Se ti stai chiedendo qual è il rapporto tra invalidità civile al 60 per cento e assegno mensile, ti rispondiamo: nessuna.

Solo con una percentuale di invalidità superiore al 74%, infatti, si ha diritto a prestazioni economiche da parte dell’INPS

Una percentuale di invalidità compresa tra il 75% e il 99%, infatti, viene riconosciuta quando è stata accertata invalidità parziale.
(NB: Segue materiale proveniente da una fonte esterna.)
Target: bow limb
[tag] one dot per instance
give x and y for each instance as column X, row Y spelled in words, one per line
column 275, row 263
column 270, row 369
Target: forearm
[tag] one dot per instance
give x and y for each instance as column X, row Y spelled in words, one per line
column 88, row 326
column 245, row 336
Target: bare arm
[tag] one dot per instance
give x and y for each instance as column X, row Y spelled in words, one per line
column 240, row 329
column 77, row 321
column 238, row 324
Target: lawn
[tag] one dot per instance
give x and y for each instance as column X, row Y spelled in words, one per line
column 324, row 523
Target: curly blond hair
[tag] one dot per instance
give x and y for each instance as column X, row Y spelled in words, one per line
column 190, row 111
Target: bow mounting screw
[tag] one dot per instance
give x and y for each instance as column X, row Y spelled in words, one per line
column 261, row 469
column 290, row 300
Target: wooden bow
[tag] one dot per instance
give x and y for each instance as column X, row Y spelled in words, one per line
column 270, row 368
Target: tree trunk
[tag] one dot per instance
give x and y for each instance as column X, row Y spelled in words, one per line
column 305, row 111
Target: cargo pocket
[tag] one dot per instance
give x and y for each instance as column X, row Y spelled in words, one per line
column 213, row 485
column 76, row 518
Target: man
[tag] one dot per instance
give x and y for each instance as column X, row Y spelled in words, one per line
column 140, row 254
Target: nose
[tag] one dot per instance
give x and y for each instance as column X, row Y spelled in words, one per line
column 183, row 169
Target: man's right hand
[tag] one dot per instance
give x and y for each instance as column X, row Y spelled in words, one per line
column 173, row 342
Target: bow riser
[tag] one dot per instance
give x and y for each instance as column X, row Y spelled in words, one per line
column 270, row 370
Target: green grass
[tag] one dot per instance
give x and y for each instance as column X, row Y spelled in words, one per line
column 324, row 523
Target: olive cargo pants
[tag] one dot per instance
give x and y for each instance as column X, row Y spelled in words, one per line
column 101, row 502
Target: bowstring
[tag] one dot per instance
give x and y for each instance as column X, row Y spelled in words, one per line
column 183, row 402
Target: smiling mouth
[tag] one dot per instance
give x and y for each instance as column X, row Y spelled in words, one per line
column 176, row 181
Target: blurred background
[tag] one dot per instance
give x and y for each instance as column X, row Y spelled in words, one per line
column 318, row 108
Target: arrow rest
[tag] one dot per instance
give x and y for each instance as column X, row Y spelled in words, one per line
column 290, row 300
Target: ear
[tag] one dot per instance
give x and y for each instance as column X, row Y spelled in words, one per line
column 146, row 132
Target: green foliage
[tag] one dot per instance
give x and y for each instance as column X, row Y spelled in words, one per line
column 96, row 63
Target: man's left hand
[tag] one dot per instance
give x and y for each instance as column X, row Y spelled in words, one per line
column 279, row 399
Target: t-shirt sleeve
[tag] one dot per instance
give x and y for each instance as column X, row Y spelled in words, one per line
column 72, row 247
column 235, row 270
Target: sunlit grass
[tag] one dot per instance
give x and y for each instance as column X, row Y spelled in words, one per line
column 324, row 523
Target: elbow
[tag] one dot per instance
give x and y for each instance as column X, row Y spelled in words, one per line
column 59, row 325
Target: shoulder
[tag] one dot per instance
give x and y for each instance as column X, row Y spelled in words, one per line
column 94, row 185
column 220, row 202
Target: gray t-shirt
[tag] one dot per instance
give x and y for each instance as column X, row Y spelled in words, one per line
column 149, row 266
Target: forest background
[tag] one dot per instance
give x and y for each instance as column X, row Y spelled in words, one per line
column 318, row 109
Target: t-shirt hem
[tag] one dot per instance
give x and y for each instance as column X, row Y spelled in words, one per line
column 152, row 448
Con il 100 per cento si riconosce l’invalidità totale e in questo caso viene corrisposta la pensione di invalidità di 313,91 euro al mese.

L’importo dell’assegno mensile di assistenza, ovvero della prestazione erogata a favore delle persone invalide parziali, per il 2023 è, anche in questo caso, pari a 313,91 euro al mese.

La prestazione è concessa per 13 mensilità con decorrenza dal primo giorno del mese successivo a quello della presentazione della domanda per l’accertamento dell’invaliditànon è reversibile ai superstiti e non è soggetta al prelievo IRPEF.

Ora: supponiamo che tu voglia fare ricorso per l’invalidità civile, perché ritieni di dove ottenere almeno il 75% di invalidità. Vediamo a cosa avresti diritto in caso di vittoria.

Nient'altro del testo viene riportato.